Women experienced sexual harassment in the form of requests for sex, uninvited touching, displays of offensive or pornographic material and sex-based insults, according to the report, based on the external review of culture at Antarctic research stations.
The women also described “a homophobic culture” on stations.
Some women claimed they felt compelled to hide their menstruation while on field missions because of the fear of being judged as incompetent by their male counterparts.
They were also forced to ration menstrual products such as tampons and at times improvise due to lack of availability, revealed the report, commissioned by the Australian Antarctic Division (AAD).
The AAD runs four permanent research stations akin to “small towns” in Antarctica and the sub-Antarctic.
Meredith Nash, who wrote the report, said some women feel unsafe at the Antarctic stations and it would be unethical to continue sending women until their safety can be assured.
“Women have to work in the field with their abusers for weeks at a time because they simply can’t leave,” Ms Nash told the Australian Broadcasting Corp (ABC).
The Nash inquiry was initiated after several women raised harassment complaints.
Australia’s environment minister Tanya Plibersek said she was “gobsmacked” by the findings of the report. “As a minister, I take a zero-tolerance response to sexual harassment in any workplace I am responsible for,” she said.

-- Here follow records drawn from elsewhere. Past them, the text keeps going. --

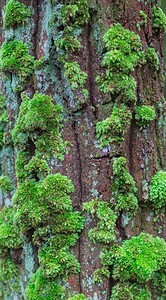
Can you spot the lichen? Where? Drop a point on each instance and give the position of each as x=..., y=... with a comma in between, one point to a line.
x=5, y=184
x=144, y=115
x=157, y=190
x=16, y=14
x=39, y=123
x=14, y=59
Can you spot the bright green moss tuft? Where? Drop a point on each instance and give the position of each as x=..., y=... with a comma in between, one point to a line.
x=9, y=233
x=128, y=290
x=113, y=129
x=159, y=19
x=100, y=275
x=16, y=14
x=157, y=190
x=138, y=258
x=122, y=56
x=39, y=124
x=14, y=58
x=39, y=288
x=9, y=277
x=3, y=120
x=123, y=188
x=152, y=58
x=144, y=115
x=5, y=184
x=78, y=297
x=104, y=232
x=46, y=200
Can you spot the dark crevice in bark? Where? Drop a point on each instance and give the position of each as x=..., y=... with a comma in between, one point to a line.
x=90, y=71
x=80, y=190
x=131, y=134
x=36, y=28
x=120, y=228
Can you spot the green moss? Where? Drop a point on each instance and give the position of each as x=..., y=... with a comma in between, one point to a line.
x=39, y=124
x=159, y=19
x=152, y=58
x=123, y=55
x=16, y=14
x=143, y=21
x=78, y=297
x=123, y=188
x=9, y=234
x=70, y=18
x=131, y=291
x=100, y=275
x=39, y=288
x=14, y=58
x=159, y=283
x=5, y=184
x=114, y=128
x=157, y=189
x=144, y=115
x=9, y=280
x=46, y=200
x=138, y=259
x=104, y=232
x=3, y=120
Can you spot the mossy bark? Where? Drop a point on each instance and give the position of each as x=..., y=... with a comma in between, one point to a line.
x=89, y=167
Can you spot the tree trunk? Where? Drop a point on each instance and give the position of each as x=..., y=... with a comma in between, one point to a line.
x=86, y=164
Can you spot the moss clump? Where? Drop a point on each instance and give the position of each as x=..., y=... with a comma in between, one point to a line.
x=38, y=125
x=40, y=287
x=123, y=188
x=46, y=200
x=5, y=184
x=131, y=291
x=143, y=21
x=70, y=18
x=9, y=233
x=138, y=259
x=114, y=128
x=9, y=277
x=78, y=297
x=157, y=190
x=16, y=14
x=123, y=55
x=14, y=58
x=144, y=115
x=152, y=59
x=104, y=232
x=159, y=19
x=3, y=120
x=100, y=275
x=48, y=212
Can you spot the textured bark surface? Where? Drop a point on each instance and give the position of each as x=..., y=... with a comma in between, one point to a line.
x=86, y=164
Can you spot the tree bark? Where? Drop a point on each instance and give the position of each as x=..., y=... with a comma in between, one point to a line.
x=89, y=167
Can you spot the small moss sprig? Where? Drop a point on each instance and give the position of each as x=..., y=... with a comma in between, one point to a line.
x=14, y=58
x=39, y=122
x=72, y=16
x=144, y=115
x=16, y=14
x=157, y=190
x=124, y=53
x=6, y=184
x=159, y=19
x=9, y=233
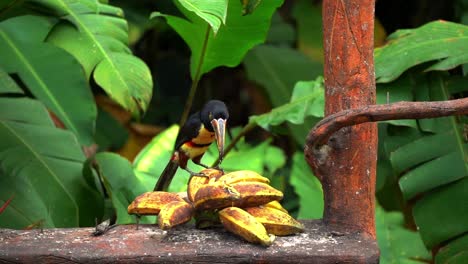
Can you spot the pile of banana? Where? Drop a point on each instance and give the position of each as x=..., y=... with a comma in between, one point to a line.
x=243, y=201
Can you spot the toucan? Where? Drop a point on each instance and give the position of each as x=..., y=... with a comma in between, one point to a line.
x=194, y=138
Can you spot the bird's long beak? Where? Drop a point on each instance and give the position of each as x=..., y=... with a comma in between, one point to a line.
x=219, y=126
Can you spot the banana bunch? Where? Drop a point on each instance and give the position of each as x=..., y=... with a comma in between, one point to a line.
x=243, y=201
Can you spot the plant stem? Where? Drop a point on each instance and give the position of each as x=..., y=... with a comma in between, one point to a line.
x=196, y=79
x=231, y=145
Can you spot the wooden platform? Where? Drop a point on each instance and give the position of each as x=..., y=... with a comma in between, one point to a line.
x=124, y=244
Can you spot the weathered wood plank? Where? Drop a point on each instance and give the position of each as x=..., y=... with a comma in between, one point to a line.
x=148, y=244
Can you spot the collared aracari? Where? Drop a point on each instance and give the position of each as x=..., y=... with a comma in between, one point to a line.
x=194, y=138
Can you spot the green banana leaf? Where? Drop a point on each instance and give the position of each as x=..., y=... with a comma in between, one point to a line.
x=213, y=12
x=455, y=252
x=225, y=48
x=51, y=74
x=278, y=69
x=96, y=34
x=307, y=187
x=42, y=170
x=122, y=184
x=443, y=42
x=307, y=100
x=396, y=243
x=431, y=162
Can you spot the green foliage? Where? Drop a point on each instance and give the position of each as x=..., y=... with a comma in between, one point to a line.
x=41, y=167
x=89, y=27
x=24, y=52
x=307, y=100
x=263, y=158
x=428, y=158
x=121, y=184
x=208, y=49
x=396, y=243
x=307, y=187
x=213, y=12
x=455, y=252
x=278, y=69
x=439, y=40
x=56, y=51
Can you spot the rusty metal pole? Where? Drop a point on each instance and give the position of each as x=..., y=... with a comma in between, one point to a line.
x=346, y=164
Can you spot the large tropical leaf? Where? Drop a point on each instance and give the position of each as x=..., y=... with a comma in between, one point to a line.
x=307, y=100
x=431, y=161
x=121, y=184
x=309, y=29
x=444, y=41
x=226, y=48
x=455, y=252
x=41, y=169
x=396, y=243
x=96, y=35
x=307, y=187
x=51, y=74
x=214, y=12
x=278, y=69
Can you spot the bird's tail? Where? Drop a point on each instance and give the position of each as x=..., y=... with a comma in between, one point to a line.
x=166, y=176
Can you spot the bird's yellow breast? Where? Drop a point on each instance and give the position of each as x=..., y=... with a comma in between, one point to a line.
x=204, y=136
x=198, y=145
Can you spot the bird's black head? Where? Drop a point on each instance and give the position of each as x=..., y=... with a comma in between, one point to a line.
x=214, y=116
x=213, y=110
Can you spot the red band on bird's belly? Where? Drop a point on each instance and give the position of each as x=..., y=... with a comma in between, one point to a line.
x=192, y=144
x=175, y=156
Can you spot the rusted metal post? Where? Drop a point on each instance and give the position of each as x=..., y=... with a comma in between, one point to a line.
x=346, y=165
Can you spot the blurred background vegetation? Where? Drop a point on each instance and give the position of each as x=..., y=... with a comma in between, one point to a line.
x=121, y=110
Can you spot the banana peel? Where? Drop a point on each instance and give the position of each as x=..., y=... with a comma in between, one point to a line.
x=150, y=203
x=174, y=213
x=276, y=222
x=245, y=225
x=196, y=182
x=242, y=201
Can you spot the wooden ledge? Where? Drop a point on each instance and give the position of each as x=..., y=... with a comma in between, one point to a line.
x=124, y=244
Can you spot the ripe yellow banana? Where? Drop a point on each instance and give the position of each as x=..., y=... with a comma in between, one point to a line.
x=196, y=182
x=150, y=203
x=242, y=176
x=275, y=221
x=255, y=193
x=215, y=196
x=276, y=205
x=245, y=225
x=174, y=213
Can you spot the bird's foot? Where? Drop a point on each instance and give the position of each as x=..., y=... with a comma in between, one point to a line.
x=217, y=167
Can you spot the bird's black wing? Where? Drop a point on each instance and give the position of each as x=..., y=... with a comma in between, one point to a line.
x=189, y=130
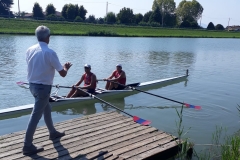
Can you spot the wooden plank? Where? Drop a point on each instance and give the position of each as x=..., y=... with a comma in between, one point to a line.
x=155, y=151
x=146, y=147
x=126, y=124
x=45, y=138
x=57, y=124
x=142, y=143
x=88, y=147
x=45, y=135
x=102, y=143
x=123, y=144
x=44, y=129
x=84, y=140
x=93, y=131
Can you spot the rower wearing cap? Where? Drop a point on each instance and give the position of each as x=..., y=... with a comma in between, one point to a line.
x=90, y=83
x=117, y=76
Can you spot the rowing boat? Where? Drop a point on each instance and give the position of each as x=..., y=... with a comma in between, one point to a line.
x=57, y=100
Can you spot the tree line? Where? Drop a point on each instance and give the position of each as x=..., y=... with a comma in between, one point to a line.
x=163, y=13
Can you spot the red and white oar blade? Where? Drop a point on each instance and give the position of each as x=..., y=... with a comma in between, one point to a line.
x=20, y=83
x=192, y=106
x=141, y=121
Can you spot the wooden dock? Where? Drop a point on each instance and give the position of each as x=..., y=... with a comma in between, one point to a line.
x=106, y=135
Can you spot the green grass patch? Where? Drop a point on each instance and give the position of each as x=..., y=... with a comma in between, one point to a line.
x=27, y=27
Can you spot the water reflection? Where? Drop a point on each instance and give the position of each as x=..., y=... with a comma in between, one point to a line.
x=117, y=102
x=8, y=56
x=76, y=109
x=184, y=59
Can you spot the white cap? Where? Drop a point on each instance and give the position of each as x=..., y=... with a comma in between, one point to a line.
x=87, y=65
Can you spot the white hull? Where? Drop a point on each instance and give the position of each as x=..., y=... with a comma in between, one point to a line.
x=102, y=93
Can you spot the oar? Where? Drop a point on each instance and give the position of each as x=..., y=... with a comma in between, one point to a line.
x=23, y=83
x=135, y=118
x=186, y=104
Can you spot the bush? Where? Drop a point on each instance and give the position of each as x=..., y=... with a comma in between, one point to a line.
x=185, y=24
x=143, y=23
x=155, y=24
x=102, y=33
x=219, y=27
x=78, y=19
x=100, y=21
x=211, y=26
x=53, y=17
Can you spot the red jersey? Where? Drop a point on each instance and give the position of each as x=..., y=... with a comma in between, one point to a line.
x=87, y=80
x=117, y=74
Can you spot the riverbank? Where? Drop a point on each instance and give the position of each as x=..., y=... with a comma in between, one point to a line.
x=27, y=27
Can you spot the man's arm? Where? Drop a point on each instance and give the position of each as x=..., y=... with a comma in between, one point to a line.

“I have been very clear with the department. We need to make sure that every person working either at head office or in the Antarctic feels safe and if they make a complaint, they can make that complaint without any fear of victimisation,” she told ABC.
“I hope the report will be a catalyst for further change.”

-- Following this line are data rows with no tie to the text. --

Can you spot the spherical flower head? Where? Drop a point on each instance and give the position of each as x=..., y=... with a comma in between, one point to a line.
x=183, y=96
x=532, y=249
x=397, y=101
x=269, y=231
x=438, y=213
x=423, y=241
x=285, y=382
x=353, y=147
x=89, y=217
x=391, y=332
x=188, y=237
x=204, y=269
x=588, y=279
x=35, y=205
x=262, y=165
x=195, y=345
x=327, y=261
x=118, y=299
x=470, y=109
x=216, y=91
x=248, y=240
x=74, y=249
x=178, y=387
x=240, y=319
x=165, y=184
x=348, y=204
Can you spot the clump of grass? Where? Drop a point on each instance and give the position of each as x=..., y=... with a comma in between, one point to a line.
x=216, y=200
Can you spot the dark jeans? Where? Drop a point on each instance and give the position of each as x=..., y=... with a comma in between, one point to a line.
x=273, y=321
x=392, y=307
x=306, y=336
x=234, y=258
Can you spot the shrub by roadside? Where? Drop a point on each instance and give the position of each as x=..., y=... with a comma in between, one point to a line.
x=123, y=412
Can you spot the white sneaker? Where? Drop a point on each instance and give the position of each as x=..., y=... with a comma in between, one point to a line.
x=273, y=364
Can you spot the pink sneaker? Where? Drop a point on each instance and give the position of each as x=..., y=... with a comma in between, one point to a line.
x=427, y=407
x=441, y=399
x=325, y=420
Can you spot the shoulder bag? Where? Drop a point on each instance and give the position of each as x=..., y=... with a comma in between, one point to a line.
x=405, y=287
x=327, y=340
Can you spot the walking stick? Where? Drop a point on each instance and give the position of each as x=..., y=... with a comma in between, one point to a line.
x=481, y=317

Following the damning findings, Kim Ellis, the director of AAD, said in a statement to staff members that the behaviours needed to improve and urged people to report concerns.
“I am deeply concerned by the experiences it describes at our workplaces where people have been sexually harassed, discriminated against and excluded,” Mr Ellis said.
“It doesn’t matter how many people may have experienced this behaviour – we know that under-reporting is almost certainly a factor – the fact that anyone at all experiences this treatment is not OK,” he added.